Descartes decidió no implicarse mucho en la gran comedia del mundo y pasar como
observador analítico de la sociedad y la historia. Calderón de la Barca escribió el auto
sacramental titulado “El gran teatro del mundo” donde los personajes deben representar
bien los papeles asignados por Dios, nada nuevo ha de haber bajo el sol. María Zambrano
vivió un largo exilio, mas no fue un exilio sedentario, sino un constante ir y venir sin
asiento definitivo. Cuando revisamos la biografía de María Zambrano asistimos
efectivamente a un exilio que tiene la apariencia de una fuga o una persecución, un
cambio constante y frecuente de residencias. Si consideramos esta concretísima
circunstancia biográfica y la comparamos con otras biografías filosóficas, podemos ver
el efecto que tiene el nomadismo en las filosofías. Hegel y Kant, comparados con
Schopenhauer o Nietzsche, son ejemplos paradigmáticos sobre cómo se configura la
filosofía en función de la realidad biográfica.
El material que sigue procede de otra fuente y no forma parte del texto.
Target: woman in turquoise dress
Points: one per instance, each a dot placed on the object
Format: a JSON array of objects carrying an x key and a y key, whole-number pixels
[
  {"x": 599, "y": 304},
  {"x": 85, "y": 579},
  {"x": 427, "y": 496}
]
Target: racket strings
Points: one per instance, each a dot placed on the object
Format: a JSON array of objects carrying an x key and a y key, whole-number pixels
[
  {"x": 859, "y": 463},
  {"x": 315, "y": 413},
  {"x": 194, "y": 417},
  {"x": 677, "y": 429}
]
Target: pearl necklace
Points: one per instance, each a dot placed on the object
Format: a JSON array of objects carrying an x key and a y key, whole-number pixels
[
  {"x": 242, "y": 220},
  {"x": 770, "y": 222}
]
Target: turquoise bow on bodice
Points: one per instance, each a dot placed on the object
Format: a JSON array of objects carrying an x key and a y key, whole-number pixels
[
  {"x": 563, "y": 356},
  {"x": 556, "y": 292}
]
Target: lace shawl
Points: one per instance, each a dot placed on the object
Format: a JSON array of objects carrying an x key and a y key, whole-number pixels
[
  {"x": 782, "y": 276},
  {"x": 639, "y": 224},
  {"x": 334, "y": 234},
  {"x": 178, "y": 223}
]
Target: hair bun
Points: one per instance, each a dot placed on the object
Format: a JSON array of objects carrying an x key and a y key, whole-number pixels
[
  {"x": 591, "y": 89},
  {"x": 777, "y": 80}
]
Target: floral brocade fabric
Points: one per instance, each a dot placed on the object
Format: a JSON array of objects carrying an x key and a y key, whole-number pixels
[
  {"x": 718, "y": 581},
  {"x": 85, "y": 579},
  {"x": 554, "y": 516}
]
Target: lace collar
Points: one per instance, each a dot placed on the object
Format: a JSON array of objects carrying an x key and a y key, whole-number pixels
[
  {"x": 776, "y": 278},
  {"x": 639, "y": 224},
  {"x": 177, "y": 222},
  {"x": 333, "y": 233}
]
María Zambrano como persona hubo de responder al enigma de la vida a partir de la
integración de sus vivencias. Cuarenta y cinco años de exilio, entre penurias económicas
y humanas, sin llegar a echar raíces en parte alguna llegan a poder integrarse en una
concepción de la vida en la que sueño y vigilia se intercambian los papeles para
despertarse y renacer constantemente, como cuando cambiamos de residencia sin asiento
duradero: todo se nos aparece como un sueño, como de dónde venimos y a dónde vamos.
Hay que soñar para vivir. Un soñar que despierte algún día de esta sucesión de escenas e
imágenes que se deslizan en el tiempo del anhelar. Salir y exiliarse, luchar por un régimen
republicano y al final regresar a una monarquía parlamentaria, no es regresar al lugar de
origen.
María Zambrano aunque regresó a España, se quedó en el exilio, despierta. Frente a una
España que duerme y que sueña ser una democracia, María Zambrano prefirió seguir
siendo exiliada en el seno de una monarquía parlamentaria…Nunca regresó a la república,
nunca regresó del exilio. No quisiera María Zambrano ser adorada o idolatrada,
convertida en personaje. Quisiera más bien, como su filosofía, llamarnos a la vida
despierta, teniendo en cuenta aquel fragmento de Heráclito:
“Pero a los demás hombres les pasa inadvertido cuanto hacen despiertos, igual que se
olvidan de cuanto hacen dormidos”.
O más próximo en el tiempo y en el espíritu de la razón poética:
“Y ya no me cantes cigarra,
ya para tu sonsonete
que llevo una pena en el alma
como un puñal se me mete
sabiendo que cuando canto
suspirando va mi suerte
bajo la sombra de un árbol
al compás de mi guitarra
canto alegre este huapango
porque la vida se acaba
y no quiero morir soñando
ay como muere la cigarra”.
José Monge Cruz (Camarón de la Isla).